Vor ein paar Jahren wären meine Fragen nicht dieselben gewesen. Zumindest nicht alle. Ich schwebte wie auf einer Glückswolke. Kriege, Dramen, Katastrophen, über die ich als Auslandskorrespondentin berichtete, hatten mein unerschütterliches Vertrauen ins Leben nicht getrübt. Erstaunlicherweise habe ich immer eine große Lebensfreude empfunden. Hatte nur selten einen Durchhänger, Melancholie kannte ich nicht. Was für meine engsten Freunde, glaube ich, sogar befremdlich war. Als Yasmina Reza, über die ich eines Tages ein Porträt schrieb, mir anvertraute, man habe sie wegen ihres unerbittlichen und klaren Verstandes als Kind oft »alte Seele« genannt, war ich wie gebannt. Fehlte es mir womöglich an Besonnenheit? An einem Gespür für die Vergänglichkeit und Härte des Lebens?

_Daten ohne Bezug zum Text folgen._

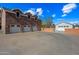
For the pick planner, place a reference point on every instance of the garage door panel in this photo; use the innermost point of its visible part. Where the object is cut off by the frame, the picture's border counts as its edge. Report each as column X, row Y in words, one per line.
column 15, row 29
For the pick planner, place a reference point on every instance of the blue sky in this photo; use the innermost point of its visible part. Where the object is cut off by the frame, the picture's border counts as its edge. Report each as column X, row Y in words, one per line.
column 68, row 12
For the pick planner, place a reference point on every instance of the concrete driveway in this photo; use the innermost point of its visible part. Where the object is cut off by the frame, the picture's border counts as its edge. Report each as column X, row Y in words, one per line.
column 38, row 43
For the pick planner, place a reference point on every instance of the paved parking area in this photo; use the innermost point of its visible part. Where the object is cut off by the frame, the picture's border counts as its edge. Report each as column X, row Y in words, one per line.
column 38, row 43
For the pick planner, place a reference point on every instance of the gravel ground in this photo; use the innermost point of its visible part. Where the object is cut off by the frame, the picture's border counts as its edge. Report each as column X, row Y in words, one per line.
column 38, row 43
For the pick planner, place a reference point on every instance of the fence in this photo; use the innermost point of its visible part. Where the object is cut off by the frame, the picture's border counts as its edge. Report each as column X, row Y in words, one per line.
column 47, row 29
column 72, row 31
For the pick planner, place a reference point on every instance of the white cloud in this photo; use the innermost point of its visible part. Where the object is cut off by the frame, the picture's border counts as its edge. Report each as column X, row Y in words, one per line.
column 64, row 15
column 53, row 15
column 48, row 11
column 68, row 8
column 39, row 11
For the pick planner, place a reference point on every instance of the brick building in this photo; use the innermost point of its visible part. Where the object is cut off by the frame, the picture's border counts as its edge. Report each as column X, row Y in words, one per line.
column 15, row 20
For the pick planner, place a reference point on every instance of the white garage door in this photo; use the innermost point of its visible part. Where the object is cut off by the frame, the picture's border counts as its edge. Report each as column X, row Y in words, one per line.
column 34, row 28
column 15, row 28
column 27, row 28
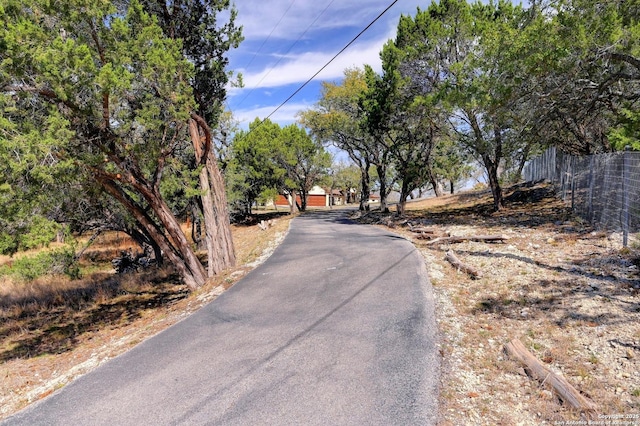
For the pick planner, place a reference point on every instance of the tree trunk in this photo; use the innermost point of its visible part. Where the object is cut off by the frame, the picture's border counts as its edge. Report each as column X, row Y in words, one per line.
column 223, row 242
column 433, row 180
column 494, row 183
column 177, row 250
column 220, row 250
column 382, row 178
column 303, row 201
column 404, row 194
column 366, row 187
column 293, row 203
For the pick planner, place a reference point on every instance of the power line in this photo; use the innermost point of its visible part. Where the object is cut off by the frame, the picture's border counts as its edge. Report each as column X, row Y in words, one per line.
column 270, row 34
column 324, row 66
column 284, row 54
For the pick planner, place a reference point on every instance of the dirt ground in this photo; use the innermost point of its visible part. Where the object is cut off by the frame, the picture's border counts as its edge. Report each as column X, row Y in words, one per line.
column 568, row 292
column 54, row 330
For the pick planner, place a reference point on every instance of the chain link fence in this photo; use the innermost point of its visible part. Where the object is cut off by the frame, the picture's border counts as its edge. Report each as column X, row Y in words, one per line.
column 603, row 189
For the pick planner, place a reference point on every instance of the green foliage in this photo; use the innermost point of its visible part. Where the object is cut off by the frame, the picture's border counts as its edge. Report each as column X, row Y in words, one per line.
column 269, row 159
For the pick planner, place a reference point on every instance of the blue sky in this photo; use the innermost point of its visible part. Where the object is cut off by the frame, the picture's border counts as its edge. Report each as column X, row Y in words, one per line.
column 288, row 41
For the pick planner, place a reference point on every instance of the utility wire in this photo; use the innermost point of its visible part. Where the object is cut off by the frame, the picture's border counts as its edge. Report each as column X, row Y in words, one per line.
column 284, row 54
column 323, row 67
column 270, row 34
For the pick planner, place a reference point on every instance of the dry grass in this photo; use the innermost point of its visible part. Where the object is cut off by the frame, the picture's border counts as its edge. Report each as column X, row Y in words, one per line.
column 568, row 292
column 54, row 329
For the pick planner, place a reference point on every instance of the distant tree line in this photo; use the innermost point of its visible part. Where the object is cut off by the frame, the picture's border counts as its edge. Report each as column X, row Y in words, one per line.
column 492, row 83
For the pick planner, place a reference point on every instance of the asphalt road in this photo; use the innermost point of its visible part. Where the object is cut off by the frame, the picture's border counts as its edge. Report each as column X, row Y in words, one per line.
column 336, row 328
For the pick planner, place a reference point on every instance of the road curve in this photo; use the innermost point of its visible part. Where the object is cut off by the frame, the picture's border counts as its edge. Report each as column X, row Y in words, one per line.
column 337, row 327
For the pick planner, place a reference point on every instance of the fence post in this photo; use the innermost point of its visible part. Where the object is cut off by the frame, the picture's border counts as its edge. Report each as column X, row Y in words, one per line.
column 592, row 159
column 574, row 160
column 625, row 194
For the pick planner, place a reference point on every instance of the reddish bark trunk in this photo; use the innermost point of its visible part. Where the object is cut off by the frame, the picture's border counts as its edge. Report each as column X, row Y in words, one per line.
column 177, row 250
column 218, row 239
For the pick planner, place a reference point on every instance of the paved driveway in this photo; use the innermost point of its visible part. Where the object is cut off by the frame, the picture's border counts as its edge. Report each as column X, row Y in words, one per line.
column 336, row 328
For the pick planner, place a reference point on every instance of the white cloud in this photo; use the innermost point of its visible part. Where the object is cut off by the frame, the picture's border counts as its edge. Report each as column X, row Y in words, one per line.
column 288, row 19
column 300, row 68
column 285, row 115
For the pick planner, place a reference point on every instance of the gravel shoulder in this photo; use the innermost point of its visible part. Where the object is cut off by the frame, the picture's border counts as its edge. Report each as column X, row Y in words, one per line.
column 570, row 293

Dabei hatte ich doch im Zuge vieler Reportagen Schreckliches erlebt, Augenzeugen in Not befragt, Beziehungen geknüpft mit Menschen, die aus der Hölle kamen. Ich hatte mich nachts damit gequält, die passenden Worte für ihr Unheil zu finden, um so direkt, so genau wie möglich die Tragik, die Ungerechtigkeit, das Leid zu beschreiben. Ich war verändert zurückgekehrt und wollte meine Leser unbedingt durch die Macht des Schreibens berühren und Brücken bauen zwischen ihnen und den Themen meiner Reportagen. Aber niemals hatte ich selbst, körperlich oder geistig, den wahren Kummer und die Verzweiflung gespürt. Und dann kam es über mich.

Ohne Vorwarnung, ohne Ankündigung, ohne auf Wiedersehen zu sagen sind meine Eltern innerhalb weniger Wochen gegangen. Ich konnte es nicht fassen, war am Boden zerstört. Als ich aus der Bretagne zurückkam, wo meine beiden Brüder und ich das Haus abgeschlossen hatten, in dem so viel gelacht, diskutiert und gesungen worden war (meine Mutter sang immer), fühlte ich mich wie ein »wounded soldier«. Geschlagen, verwundet, benommen. Ausgebremst in meinem Elan. Unendlich traurig. Mit einem Schlag prasselten alle existenziellen Fragen auf mich nieder, die ich bis dahin vernachlässigt hatte. Warum? Für wen? Wie? Wohin? Welcher Sinn? Meine Mutter, meine über alles geliebte Mutter, hatte mir so vieles beigebracht, nur nicht, wie ich ohne sie leben sollte. Und im Regen tanzen. Ich war außer Atem. Erlebte das Fehlen, die eisige Stille, die unaussprechliche Traurigkeit. Ich war untröstlich. Wusste, dass das Glück, oder zumindest das Glück in seiner ganzen Fülle, auf ewig verschwunden war. War das also das Leben? Verlust? Und trotzdem weitermachen?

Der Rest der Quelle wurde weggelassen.